A “Baltic bubble” allowing free travel between Lithuania, Latvia and Estonia came into operation today in the latest attempt by European countries to help their economies rebound from the coronavirus pandemic.
Residents of the neighbouring EU nations will be free to travel within the region, though anyone entering from outside will need to self-isolate for 14 days.
“The Baltic Travel Bubble is an opportunity for businesses to reopen, and a glimmer of hope for the people that life is getting back to normal,” Lithuania’s Prime Minister Saulius Skvernelis said in a statement as the borders opened at midnight.
Estonia’s interior minister Mart Helme added: “There is no reason to fear that opening the border will cause the spread of the virus.”
New infections in the three countries have slowed to a trickle, while fewer than 150 coronavirus deaths have been recorded. The European Commission warned, however, that EU states’ travel policies should not discriminate between different members.
Finland and Poland have also been invited to join today’s new “Baltic Bubble” but have yet to do so. The move came as Germany eased its border controls with Austria, France and Switzerland today.
Elsewhere in Europe, Slovenia became the first European country to declare an end to its coronavirus epidemic, after authorities confirmed less than seven new cases each day for the past two weeks.
People arriving from other EU states will no longer be obliged to go into a quarantine for at least seven days.
The country of two million people, which borders Italy, Austria, Hungary and Croatia, has so far reported 1,464 coronavirus cases and 103 deaths. It declared an epidemic on March 12.

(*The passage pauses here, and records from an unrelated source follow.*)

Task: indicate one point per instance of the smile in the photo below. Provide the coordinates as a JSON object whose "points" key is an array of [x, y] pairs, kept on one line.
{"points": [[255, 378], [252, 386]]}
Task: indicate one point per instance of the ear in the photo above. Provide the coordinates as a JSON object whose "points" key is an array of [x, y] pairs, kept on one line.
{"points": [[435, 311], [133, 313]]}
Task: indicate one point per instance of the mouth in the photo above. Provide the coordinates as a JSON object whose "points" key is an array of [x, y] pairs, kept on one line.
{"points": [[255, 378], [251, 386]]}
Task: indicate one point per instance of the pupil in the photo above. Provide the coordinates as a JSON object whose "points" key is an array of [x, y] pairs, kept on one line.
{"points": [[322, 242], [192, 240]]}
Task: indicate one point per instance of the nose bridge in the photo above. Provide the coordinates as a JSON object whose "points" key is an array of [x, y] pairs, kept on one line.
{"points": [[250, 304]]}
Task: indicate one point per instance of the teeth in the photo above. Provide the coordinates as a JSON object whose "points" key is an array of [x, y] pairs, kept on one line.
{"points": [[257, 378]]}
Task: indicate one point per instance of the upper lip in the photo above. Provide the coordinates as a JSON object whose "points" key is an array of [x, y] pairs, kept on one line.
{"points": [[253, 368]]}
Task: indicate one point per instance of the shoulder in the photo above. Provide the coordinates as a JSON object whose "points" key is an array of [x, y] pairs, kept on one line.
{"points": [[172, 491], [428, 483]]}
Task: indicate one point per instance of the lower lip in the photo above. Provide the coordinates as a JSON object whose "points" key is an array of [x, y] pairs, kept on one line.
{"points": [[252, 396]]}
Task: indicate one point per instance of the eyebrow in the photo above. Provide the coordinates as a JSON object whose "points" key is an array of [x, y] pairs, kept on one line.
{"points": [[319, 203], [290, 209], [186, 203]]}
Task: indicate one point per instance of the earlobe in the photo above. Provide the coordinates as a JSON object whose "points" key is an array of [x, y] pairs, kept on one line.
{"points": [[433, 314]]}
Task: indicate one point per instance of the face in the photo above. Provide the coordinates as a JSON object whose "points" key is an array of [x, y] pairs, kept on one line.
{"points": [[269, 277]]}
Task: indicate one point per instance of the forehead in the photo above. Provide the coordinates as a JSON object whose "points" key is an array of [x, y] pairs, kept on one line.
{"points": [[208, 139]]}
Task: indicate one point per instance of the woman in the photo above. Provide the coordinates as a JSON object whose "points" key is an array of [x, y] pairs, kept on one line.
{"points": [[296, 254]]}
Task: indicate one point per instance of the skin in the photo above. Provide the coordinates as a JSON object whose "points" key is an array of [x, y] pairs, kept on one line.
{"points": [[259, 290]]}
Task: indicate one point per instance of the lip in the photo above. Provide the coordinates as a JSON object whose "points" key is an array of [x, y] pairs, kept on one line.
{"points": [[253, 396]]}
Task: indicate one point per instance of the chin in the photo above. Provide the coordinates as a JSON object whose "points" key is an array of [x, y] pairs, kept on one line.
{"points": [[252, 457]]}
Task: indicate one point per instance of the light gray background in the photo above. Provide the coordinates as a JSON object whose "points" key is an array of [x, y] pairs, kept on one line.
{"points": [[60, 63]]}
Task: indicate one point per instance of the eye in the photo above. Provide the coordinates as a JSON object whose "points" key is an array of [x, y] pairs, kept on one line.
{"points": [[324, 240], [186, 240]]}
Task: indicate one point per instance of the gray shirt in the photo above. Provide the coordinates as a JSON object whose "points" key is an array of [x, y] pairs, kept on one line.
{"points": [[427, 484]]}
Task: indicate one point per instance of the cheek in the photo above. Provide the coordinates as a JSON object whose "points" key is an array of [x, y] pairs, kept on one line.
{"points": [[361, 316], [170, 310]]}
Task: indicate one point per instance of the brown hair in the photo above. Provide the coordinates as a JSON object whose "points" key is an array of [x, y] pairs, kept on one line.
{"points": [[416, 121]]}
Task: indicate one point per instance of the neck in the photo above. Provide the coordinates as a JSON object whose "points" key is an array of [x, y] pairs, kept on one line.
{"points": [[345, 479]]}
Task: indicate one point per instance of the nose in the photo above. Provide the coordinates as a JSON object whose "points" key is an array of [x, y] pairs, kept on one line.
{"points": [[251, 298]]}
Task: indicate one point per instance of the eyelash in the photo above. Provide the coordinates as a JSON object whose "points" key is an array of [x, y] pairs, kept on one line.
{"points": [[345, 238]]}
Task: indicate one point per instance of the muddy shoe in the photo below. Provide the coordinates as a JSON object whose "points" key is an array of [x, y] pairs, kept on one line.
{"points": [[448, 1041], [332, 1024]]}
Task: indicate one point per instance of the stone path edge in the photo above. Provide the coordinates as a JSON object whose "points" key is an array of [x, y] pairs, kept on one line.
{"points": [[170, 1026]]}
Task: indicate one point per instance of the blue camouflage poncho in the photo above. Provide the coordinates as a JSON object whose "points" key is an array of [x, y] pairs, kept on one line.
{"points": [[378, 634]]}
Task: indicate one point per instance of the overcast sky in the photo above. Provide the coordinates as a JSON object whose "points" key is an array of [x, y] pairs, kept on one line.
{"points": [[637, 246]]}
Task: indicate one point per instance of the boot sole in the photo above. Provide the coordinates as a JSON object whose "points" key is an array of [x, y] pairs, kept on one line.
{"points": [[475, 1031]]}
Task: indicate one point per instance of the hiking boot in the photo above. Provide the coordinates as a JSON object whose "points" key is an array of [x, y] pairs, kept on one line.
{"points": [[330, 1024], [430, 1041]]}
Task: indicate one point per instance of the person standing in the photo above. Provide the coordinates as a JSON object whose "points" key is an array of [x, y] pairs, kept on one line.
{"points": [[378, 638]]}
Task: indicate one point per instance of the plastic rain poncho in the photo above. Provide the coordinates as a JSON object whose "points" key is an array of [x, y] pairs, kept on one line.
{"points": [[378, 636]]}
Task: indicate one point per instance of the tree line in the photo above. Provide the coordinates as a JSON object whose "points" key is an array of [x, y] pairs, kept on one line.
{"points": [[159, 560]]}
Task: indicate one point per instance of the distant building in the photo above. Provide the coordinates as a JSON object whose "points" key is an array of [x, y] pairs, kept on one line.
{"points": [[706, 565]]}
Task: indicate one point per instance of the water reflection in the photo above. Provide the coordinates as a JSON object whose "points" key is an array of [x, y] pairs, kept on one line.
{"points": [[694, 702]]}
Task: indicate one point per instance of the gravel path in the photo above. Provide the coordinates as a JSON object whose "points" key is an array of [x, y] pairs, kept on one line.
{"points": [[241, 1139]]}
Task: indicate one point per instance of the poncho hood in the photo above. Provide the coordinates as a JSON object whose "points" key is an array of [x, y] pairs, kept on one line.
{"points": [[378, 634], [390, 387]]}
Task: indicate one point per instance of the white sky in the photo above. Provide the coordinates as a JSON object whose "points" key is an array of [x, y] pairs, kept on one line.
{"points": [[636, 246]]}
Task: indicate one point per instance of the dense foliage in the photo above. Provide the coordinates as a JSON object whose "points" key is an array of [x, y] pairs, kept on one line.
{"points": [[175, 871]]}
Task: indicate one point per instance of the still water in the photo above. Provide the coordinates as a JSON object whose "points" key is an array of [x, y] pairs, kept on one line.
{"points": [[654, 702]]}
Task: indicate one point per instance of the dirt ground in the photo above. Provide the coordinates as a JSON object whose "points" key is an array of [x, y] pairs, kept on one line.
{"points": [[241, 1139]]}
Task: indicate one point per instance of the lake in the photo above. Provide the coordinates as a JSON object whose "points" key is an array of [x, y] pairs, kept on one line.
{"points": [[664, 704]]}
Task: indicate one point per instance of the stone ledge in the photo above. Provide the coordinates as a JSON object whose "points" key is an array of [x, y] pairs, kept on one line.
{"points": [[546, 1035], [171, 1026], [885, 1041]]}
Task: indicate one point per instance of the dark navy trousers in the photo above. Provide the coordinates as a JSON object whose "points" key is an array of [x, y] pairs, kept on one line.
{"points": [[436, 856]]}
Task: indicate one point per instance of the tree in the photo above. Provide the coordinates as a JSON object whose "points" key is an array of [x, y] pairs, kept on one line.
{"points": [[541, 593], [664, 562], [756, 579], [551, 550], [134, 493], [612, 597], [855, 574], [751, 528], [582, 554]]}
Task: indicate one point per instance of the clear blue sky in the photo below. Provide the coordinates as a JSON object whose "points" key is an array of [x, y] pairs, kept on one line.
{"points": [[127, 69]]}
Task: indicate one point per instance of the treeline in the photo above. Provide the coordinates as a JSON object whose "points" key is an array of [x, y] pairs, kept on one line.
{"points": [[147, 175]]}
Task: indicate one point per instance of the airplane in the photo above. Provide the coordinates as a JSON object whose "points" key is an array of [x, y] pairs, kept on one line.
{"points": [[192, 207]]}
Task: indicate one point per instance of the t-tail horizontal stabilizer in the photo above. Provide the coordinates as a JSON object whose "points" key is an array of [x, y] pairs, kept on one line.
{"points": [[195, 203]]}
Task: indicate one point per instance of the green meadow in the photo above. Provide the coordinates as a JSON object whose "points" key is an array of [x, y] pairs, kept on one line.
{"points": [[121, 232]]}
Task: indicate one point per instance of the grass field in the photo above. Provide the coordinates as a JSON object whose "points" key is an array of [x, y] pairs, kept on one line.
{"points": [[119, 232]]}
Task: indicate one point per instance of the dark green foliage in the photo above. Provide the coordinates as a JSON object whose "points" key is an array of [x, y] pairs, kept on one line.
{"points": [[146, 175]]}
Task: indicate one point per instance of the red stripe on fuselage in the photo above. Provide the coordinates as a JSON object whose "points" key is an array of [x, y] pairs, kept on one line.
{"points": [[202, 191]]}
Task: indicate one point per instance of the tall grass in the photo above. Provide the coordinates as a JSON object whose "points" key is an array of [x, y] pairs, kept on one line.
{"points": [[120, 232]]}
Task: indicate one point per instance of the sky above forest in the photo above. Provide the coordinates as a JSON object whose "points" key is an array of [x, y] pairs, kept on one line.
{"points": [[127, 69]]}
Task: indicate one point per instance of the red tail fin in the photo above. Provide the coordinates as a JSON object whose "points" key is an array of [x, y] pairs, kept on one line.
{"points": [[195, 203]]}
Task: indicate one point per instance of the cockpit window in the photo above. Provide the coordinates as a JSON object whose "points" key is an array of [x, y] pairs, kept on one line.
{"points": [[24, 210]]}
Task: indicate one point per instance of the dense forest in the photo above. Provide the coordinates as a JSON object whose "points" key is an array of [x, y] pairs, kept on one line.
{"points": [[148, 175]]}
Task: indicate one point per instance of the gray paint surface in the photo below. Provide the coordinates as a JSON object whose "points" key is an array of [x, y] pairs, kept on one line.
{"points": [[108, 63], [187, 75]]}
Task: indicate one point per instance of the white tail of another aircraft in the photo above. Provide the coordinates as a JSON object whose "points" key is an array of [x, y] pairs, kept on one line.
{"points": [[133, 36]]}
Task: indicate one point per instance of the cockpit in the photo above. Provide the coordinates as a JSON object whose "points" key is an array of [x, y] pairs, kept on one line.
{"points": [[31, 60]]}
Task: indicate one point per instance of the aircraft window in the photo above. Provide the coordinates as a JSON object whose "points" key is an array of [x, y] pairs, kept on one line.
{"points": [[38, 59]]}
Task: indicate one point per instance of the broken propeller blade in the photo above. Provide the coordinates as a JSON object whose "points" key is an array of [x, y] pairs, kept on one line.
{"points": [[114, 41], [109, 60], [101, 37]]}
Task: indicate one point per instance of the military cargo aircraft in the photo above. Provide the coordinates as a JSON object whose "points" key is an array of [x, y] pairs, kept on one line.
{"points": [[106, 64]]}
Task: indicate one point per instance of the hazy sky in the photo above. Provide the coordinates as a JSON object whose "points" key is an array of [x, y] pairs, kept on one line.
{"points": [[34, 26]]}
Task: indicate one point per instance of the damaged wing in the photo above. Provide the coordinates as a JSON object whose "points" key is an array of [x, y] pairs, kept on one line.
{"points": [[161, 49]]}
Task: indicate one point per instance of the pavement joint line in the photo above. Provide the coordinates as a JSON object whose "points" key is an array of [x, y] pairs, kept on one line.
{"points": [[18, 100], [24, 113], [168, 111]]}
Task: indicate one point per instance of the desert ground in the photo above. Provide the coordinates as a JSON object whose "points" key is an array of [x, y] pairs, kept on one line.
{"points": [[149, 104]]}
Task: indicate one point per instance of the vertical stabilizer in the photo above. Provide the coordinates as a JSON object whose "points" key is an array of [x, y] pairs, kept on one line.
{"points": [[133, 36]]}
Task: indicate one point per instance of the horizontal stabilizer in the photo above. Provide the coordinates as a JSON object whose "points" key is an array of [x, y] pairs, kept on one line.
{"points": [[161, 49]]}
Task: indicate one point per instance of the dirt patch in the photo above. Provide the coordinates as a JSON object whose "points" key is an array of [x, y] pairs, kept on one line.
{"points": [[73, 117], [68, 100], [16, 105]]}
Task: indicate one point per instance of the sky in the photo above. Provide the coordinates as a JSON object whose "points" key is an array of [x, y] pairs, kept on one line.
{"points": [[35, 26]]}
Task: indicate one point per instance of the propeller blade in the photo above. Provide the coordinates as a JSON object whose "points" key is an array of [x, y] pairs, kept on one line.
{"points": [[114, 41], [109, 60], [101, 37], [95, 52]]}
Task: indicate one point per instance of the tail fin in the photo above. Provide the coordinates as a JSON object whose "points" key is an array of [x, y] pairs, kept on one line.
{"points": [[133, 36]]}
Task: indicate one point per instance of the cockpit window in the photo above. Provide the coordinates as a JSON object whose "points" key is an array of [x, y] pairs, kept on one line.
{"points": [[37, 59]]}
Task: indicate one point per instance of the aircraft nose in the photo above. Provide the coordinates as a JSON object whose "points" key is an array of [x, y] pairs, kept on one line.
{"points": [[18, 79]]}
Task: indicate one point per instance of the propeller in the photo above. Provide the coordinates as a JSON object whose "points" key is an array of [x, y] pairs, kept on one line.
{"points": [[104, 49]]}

Prime Minister Janez Janša said the country had “tamed the epidemic” and claimed it had “the best epidemiologic picture in Europe”. Financial support provided to Slovenians and firms hit by the impact of the virus will be halted at the end of this month.
Meanwhile, France has unveiled an €18 billion package of financial support for its tourism industry including direct state investment, loans and a “solidarity fund”. It has also told its citizens that they can go on holiday in July and August but only in France itself or the overseas territories.